Ella sería la responsable.
Una vez abajo se quedó pensativa. Aquella entrega le había hecho pensar en algo; si la cinta había salido, quedaba un resquicio de esperanza para que la gente pudiera salir. Al menos, la gente que quisiera hacerlo y que, por lo que Maya intuía, era ella y nadie más. Y ahora, una vez acabado su proyecto, lo necesitaba más que nunca. Su futuro no estaba allí con Ted, Johnston y Kurtzman. Sentía una profunda aversión por aquellas formas de mercadeo de poder y de favores. Ella no era así, nunca lo había sido. Pero es que, además, ahora sabía lo que era: Maya era una creadora, necesitaba hacer cosas. Y Santa Tábata no era su lugar.
Echó a andar por la carretera norte en dirección a la ciudad. Debía ordenar sus ideas para ver cuál era el siguiente paso, y caminar la ayudaba mucho. Intuitivamente, le vino a la memoria la conversación en el salón de la calle con aquel maleducado de Nelson. El viejo había hablado de un equilibrio de poder entre fuerzas invisibles. Una de ellas era Tábata Hide, eso resultaba evidente. Ella, su espíritu, su esencia o lo que fuera, los tenía allí confinados. Ahora sabía cuál era la otra: la Diosa Madre que habitaba en aquel lugar, Ishtar, Inanna, Afrodita… Maya tenía la seguridad de que había mencionado algún nombre más, pero no lo recordaba. «No importa», pensó, «la llamaré Ishtar ». La cuestión es que, según dijo el viejo Nelson, ambas fuerzas estaban en equilibrio, pero fue roto la noche de la llegada de ellos dos.
—Menuda suerte la mía —se lamentó en voz alta mientras cruzaba la plaza de George Fox.
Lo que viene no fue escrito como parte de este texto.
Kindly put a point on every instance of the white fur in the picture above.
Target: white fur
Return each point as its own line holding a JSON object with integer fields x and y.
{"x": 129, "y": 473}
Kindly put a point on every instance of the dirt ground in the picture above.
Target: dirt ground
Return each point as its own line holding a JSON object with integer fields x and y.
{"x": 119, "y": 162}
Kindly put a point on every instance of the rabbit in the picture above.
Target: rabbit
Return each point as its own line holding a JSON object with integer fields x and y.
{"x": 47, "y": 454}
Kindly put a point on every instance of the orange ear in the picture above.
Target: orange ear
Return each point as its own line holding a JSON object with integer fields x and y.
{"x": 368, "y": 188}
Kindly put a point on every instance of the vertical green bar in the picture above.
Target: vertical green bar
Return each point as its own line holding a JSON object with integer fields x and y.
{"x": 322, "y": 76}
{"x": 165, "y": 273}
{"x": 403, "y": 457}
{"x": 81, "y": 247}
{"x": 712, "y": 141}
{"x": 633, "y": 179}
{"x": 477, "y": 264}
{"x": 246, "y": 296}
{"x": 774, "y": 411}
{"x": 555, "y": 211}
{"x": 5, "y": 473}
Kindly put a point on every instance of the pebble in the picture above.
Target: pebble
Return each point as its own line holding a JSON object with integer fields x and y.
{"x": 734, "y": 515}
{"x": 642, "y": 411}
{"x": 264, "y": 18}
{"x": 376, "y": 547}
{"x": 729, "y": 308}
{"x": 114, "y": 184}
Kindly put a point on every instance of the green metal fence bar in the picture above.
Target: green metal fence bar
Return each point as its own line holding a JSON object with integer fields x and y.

Pensándolo bien, las dos charlas que había tenido con Ishtar, representada por aquella tierna niña en el anuncio de Coca-Cola, no habían sido demasiado reveladoras. Aquella Diosa Madre era una fenicia: te cambio esto por lo otro, y tú siempre vas a acabar más jodida que yo. Maya no pudo evitar sonreír ante aquella ocurrencia. Tirar de ese hilo no iba a arrojar nada de luz sobre el asunto, porque Ishtar ya tenía lo que quería de ella: le había robado la autoría de su trabajo para dársela a Ted.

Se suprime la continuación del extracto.